Syniverse Study: Sponsored Mobile Data Plans Could Unlock $6 Billion Market Opportunity
Access to sponsored-data plans could substantially — and positively — affect consumers’ content consumption and open a substantial revenue opportunity for sponsors and mobile operators in Asia.
That news comes by way of a recent Syniverse-commissioned primary research study on Asia. The research indicates that consumer brands and mobile service providers there could tap into an annual revenue opportunity of as much as $6 billion by 2019 if they subsidized mobile data services.
This would address a perennial problem in many Asian markets: people there cannot afford what are expensive data plans on their mobile phones.

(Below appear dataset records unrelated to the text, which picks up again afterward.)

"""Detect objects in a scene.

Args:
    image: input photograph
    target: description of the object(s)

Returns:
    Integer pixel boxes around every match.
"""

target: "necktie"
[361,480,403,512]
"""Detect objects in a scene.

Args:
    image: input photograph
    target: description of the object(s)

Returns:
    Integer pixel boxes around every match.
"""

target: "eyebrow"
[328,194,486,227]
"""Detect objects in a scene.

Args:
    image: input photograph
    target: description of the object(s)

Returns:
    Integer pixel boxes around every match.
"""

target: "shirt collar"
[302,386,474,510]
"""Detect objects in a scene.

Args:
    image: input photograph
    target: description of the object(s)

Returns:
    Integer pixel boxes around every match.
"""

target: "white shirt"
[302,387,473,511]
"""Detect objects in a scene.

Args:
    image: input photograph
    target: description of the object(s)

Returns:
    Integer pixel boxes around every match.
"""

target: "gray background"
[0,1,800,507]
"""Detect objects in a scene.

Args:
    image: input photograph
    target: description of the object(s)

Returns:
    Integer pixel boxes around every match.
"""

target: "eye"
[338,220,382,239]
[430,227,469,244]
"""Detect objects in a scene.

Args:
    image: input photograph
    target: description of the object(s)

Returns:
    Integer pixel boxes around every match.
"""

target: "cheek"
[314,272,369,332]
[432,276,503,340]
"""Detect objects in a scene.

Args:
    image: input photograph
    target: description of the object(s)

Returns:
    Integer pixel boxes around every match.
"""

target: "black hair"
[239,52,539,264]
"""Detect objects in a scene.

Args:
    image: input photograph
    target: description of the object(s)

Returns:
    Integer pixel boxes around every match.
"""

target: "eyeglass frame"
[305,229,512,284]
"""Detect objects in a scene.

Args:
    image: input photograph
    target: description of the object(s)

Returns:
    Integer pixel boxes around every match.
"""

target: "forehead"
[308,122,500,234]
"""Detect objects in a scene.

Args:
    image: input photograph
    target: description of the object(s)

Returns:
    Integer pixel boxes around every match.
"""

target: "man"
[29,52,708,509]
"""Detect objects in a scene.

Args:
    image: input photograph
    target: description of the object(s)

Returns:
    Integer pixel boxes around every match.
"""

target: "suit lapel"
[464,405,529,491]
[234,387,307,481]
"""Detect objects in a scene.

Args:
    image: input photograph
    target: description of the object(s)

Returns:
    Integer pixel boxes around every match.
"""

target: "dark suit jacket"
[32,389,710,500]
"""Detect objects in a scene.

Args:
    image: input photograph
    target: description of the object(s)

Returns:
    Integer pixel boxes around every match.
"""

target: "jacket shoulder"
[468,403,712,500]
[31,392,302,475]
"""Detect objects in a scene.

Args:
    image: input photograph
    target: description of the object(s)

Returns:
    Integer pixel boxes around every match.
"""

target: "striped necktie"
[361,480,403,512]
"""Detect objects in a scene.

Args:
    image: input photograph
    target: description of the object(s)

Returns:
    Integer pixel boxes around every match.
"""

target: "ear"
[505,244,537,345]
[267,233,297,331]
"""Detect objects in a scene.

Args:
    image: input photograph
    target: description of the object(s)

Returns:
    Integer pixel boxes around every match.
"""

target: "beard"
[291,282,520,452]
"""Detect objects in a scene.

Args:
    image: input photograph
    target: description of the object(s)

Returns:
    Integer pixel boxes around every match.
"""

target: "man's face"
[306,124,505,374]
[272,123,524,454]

“In the sponsored-data model, companies sponsor usage for specific content on behalf of subscribers of various mobile service providers, allowing subscribers to access this content without being charged for the usage,” notes a report summary shared with MMW.
The Syniverse survey queried 3,500 people in seven countries across Asia to determine attitudes of consumers there. A major finding? Consumers are “generally willing to accept the branding of content, advertising and promotional material in return for free data.”
Specifically, 62 percent of surveyed respondents said they would accept the branding of content and advertising in return for free data. About 49 percent revealed they’d be willing to accept coupon offers from data use sponsors, 42 would agree to offers from entertainment companies, and 31 percent from bars, restaurants, and cafes.
“Content providers, mobile service providers, and consumers have been stuck in a no-win situation when it comes to mobile data usage,” said Mary Clark, Chief Marketing Officer at Syniverse. “Consumers want to use more data along with richer mobile engagement, and operators and content providers are missing out on the revenue that this usage could deliver.”
The bottom line appears clear: operators and their partners should be motivated to sponsor data plans as “a way to drive revenue as well as consumer engagement.”